The pizza began showing up. Donna Spangler, a Nashville resident and some of her friends, donated 150 pizzas–$1,200 worth—to the Nashville Rescue Mission. Linda Carter, a member of Second Presbyterian Church, Nashville, took nine large pizzas to the Campus for Human Development and shared dinner with the homeless there. The People for Ethical Treatment of Animals heard about Philip’s request and delivered 15 pizzas to the mission. The Oasis Center, a shelter for teenagers in Nashville, received 17 pizzas from a Minneapolis Radio station.

And the pizzas kept multiplying. Pete Gathje and Jenny Case reported that in Memphis at Emmanuel House, a house of hospitality, 20 large pizzas were served courtesy of Elizabeth Vandiver from Washington. In Portland, Oregon, the Sisters of the Road Café—a drop in eatery for the homeless—began receiving pizza. In Connecticut, Bob Nave, Executive Director of the Connecticut Network to Abolish the Death Penalty, reported 500 homeless people enjoyed 150 pizzas. And, Fabian Hathorn, along with other French activists, sent $200 to the Tennessee Coalition to Abolish State Killing to buy pizzas for the homeless. All told, over 1,500 homeless people nationwide enjoyed a pizza party because Philip Workman, executed by Tennessee as the “worst kind of monster,” chose to remember a homeless person as his last act on earth.
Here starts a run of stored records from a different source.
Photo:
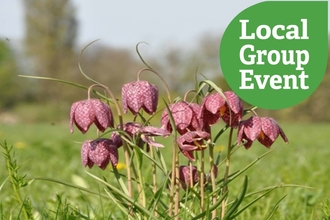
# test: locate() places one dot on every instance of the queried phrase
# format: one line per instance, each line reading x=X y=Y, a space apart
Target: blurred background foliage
x=49 y=49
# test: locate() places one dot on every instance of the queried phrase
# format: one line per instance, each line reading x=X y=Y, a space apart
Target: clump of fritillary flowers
x=188 y=122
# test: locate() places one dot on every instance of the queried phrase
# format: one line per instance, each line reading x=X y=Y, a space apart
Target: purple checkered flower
x=100 y=152
x=185 y=117
x=139 y=94
x=264 y=129
x=84 y=113
x=192 y=141
x=214 y=107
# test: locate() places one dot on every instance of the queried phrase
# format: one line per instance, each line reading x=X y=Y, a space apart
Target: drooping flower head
x=139 y=94
x=214 y=106
x=86 y=112
x=100 y=152
x=192 y=141
x=185 y=117
x=264 y=129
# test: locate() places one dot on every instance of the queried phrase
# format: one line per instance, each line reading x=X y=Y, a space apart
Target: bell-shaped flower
x=100 y=152
x=146 y=133
x=215 y=106
x=264 y=129
x=86 y=112
x=185 y=117
x=192 y=141
x=139 y=94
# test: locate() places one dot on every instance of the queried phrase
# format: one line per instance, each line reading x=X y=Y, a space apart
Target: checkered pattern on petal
x=139 y=94
x=85 y=154
x=133 y=97
x=271 y=130
x=82 y=115
x=182 y=115
x=150 y=98
x=210 y=108
x=234 y=102
x=249 y=130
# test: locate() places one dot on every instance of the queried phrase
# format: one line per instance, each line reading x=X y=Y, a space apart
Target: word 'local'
x=250 y=56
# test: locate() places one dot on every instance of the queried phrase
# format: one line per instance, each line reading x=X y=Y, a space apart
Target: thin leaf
x=233 y=208
x=136 y=205
x=272 y=212
x=213 y=207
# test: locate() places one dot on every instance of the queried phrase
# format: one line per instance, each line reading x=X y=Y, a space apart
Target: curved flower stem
x=225 y=179
x=174 y=180
x=121 y=124
x=138 y=52
x=154 y=172
x=161 y=78
x=202 y=181
x=211 y=159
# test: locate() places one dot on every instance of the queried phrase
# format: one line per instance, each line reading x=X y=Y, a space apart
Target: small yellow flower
x=20 y=145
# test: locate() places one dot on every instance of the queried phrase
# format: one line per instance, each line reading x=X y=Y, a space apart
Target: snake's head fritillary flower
x=215 y=106
x=185 y=117
x=232 y=112
x=264 y=129
x=86 y=112
x=100 y=152
x=192 y=141
x=139 y=94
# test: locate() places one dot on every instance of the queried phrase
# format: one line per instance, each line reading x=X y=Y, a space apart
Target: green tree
x=50 y=37
x=9 y=87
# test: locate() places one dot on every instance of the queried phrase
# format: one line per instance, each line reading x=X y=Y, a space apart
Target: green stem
x=161 y=78
x=14 y=179
x=225 y=179
x=214 y=197
x=141 y=179
x=154 y=171
x=174 y=176
x=121 y=124
x=202 y=180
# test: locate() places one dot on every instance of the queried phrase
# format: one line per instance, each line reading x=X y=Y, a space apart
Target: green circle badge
x=274 y=54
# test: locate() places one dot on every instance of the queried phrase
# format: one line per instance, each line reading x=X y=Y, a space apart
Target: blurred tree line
x=50 y=50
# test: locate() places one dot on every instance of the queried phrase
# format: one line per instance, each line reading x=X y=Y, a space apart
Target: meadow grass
x=49 y=151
Today we remember the compassion of Philip Workman in his most agonizing hour. We remember Lt. Ronald Oliver, Philip Workman, and all those affected by their deaths. Today we remember that there is much work to be done, and we recommit ourselves to resisting and ultimately abolishing the death penalty in Tennessee. Let us on this day strive to live as people who affirm with Martin Luther King Jr.:

Returning violence for violence multiplies violence, adding deeper darkness to a night already devoid of stars. Darkness cannot drive out darkness, only light can do that. Hate cannot drive out hate; only love can do that.

Fairly, there are numerous aspects you would like to think about medications. All discount medicaments save money, but few online drugstores offer better deals than other online drugstores. There isn’t anything you can’t order online anymore. Remedies like Deltasone ordinarily is used to treat diseases such as eye problems. Glucocorticoids naturally occurring steroids, which are easily absorbed from the gastrointestinal tract. There are varied drugs for every conditions. Cialis is a remedy prescribed to treat many illnesses. What do you already know about long term side effects of cialis? What consumers talk about how long does it take for cialis to take effect? A general sexual claim among men is the erectile disfunction. Sexual problems mostly signal deeper problems: low libido or erectile dysfunction can be the symptom a strong health problem such as core trouble. Albeit the erectile disfunction itself isn’t necessarily dangerous, erectile dysfunction is sometimes one of the early warning symptoms of other underlying heartiness conditions that can be very dangerous. Unfortunately nearly all over-the-counter medicines have sometimes dangerous aftereffects, from muscle aches to death. If you buy any erectile dysfunction medicaments like Cialis, check with a physician that they are sure to take with your other drugs. Do not take unwanted medications. Take Cialis to your local chemist’s shop which will dispose of them for you.